Camminare sulla sabbia rende il passo appesantito, avanzare
richiede il doppio della forza per contrastare quello sprofondare continuo, man
mano che si avanza il corpo si getta sempre più in avanti, quasi che gettando
il proprio peso più in là i passi si liberano meglio dall’invischiamento dei
granelli; l’esperienza del procedere sulla sabbia credo che descriva bene l’esperienza
stessa del deserto interiore.
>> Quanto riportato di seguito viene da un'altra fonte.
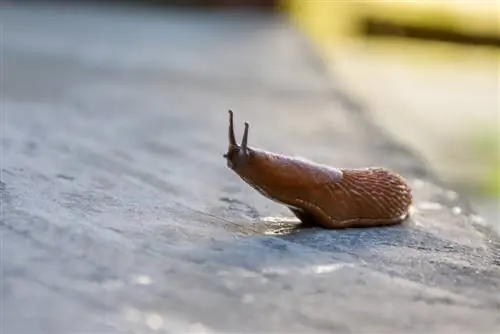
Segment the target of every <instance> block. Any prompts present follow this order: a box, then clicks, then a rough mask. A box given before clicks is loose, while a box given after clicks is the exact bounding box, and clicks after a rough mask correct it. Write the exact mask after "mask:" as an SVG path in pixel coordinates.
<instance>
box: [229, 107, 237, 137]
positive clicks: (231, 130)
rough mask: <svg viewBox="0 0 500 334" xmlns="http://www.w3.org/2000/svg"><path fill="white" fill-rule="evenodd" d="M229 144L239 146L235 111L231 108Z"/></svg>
mask: <svg viewBox="0 0 500 334" xmlns="http://www.w3.org/2000/svg"><path fill="white" fill-rule="evenodd" d="M229 146H238V144H236V138H235V137H234V123H233V111H232V110H229Z"/></svg>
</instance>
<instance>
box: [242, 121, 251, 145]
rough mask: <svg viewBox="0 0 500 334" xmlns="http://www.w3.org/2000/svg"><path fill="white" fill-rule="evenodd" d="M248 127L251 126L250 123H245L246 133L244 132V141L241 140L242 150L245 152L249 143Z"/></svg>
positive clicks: (243, 136)
mask: <svg viewBox="0 0 500 334" xmlns="http://www.w3.org/2000/svg"><path fill="white" fill-rule="evenodd" d="M248 127H249V124H248V122H245V131H244V132H243V139H242V140H241V148H242V149H243V151H246V150H247V148H248V147H247V143H248Z"/></svg>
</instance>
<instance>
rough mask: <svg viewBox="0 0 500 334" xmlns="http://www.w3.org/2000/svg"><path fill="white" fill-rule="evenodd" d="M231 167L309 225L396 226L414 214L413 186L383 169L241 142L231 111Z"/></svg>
mask: <svg viewBox="0 0 500 334" xmlns="http://www.w3.org/2000/svg"><path fill="white" fill-rule="evenodd" d="M229 122H230V125H229V148H228V152H227V153H226V154H225V155H224V157H225V158H226V160H227V165H228V167H229V168H230V169H232V170H233V171H234V172H235V173H236V174H238V175H239V176H240V177H241V178H242V179H243V180H244V181H245V182H246V183H248V184H249V185H250V186H251V187H253V188H254V189H256V190H257V191H258V192H260V193H261V194H262V195H264V196H266V197H268V198H269V199H271V200H273V201H276V202H278V203H281V204H284V205H286V206H287V207H288V208H289V209H290V210H291V211H292V212H293V214H294V215H295V216H297V217H298V218H299V219H300V220H301V221H302V222H303V223H305V224H308V225H311V224H315V225H320V226H323V227H326V228H347V227H367V226H382V225H393V224H397V223H400V222H402V221H403V220H404V219H406V218H408V216H409V209H410V206H411V204H412V193H411V188H410V186H409V185H408V184H407V183H406V182H405V180H404V179H403V178H402V177H401V176H399V175H397V174H395V173H393V172H390V171H388V170H386V169H383V168H377V167H372V168H363V169H346V168H342V169H339V168H332V167H328V166H325V165H321V164H317V163H314V162H310V161H304V160H301V159H296V158H292V157H287V156H284V155H280V154H275V153H271V152H266V151H263V150H259V149H256V148H251V147H248V129H249V124H248V122H245V130H244V133H243V138H242V141H241V145H240V146H238V145H237V144H236V141H235V140H234V126H233V114H232V112H231V111H230V120H229Z"/></svg>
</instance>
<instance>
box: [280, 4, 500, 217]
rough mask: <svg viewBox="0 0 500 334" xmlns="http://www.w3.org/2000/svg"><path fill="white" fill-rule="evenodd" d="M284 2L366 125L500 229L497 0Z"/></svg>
mask: <svg viewBox="0 0 500 334" xmlns="http://www.w3.org/2000/svg"><path fill="white" fill-rule="evenodd" d="M286 3H287V4H286V6H287V7H286V8H287V9H288V12H289V13H290V15H291V16H292V18H293V20H294V22H295V23H296V24H297V26H299V27H300V28H301V29H303V30H304V31H305V32H306V33H307V34H308V35H309V36H310V37H311V39H312V40H313V41H314V42H315V43H316V45H317V47H318V50H319V52H320V53H321V55H322V56H323V58H324V59H325V61H326V63H327V64H328V67H329V68H330V69H331V70H332V71H334V72H335V75H336V78H337V79H339V78H340V81H341V82H342V83H341V85H342V87H343V89H346V90H347V91H348V92H349V93H350V94H351V95H352V96H353V97H354V99H356V100H357V101H361V102H362V103H363V104H364V109H365V110H366V111H367V112H368V114H369V116H371V118H372V120H373V121H374V122H375V123H378V124H379V125H381V126H382V127H383V128H384V129H385V130H387V131H388V132H390V134H391V135H392V136H393V137H394V138H396V139H397V140H398V141H399V142H402V143H404V144H406V145H407V146H409V147H411V148H413V149H414V150H415V151H417V152H419V153H420V154H421V155H422V156H423V157H424V159H425V160H426V161H427V163H428V165H429V166H430V168H431V169H433V170H434V171H435V172H436V173H437V174H438V175H439V176H440V177H441V179H442V180H444V181H445V182H447V183H448V184H449V185H450V186H451V187H452V188H454V189H456V190H458V191H460V192H462V193H463V194H465V195H466V196H467V197H469V198H470V199H471V200H472V202H473V203H474V204H475V207H476V209H478V210H479V212H480V214H482V215H484V216H485V217H486V218H487V220H489V221H492V222H497V224H498V225H497V227H498V226H500V201H499V199H500V120H499V114H500V72H499V69H500V67H499V65H500V61H499V60H500V57H499V56H500V1H498V0H489V1H458V0H457V1H453V0H434V1H377V0H372V1H355V0H354V1H300V0H290V1H287V2H286Z"/></svg>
Sarà anche una fatica immane, un procedere con un
dispendio di energia eccessiva, potrebbe anche rallentare la conquista della
meta, non importa, camminare nel proprio deserto interiore ti porta al cuore
delle tue melodie intime, stonate o armoniche che siano e questo, è l’ascolto
che ripaga ogni fatica.
Questi ritagli di solitudine sono stati sempre più centrali
nel mio cammino, essenziali in quanto esperienza di intimità profonda, sempre possibile,
come sempre possibile è stata la certezza di cogliere la mia solitudine abitata
da tempo e con estrema delicatezza e forza, da Lui.
Non pretendere, ma
accogliere; non forzare, ma lasciar fluire; non condizionare, ma fidarsi; non
manipolare, ma abbandonarsi: un continuo cambio di prospettiva, questo ha generato
il Suo abitarmi.
Perdendo di vista questo modo di abitare la storia umana ho trovato le tinte scure della solitudine disabitata…il mio io ha tolto il posto ad un Tu.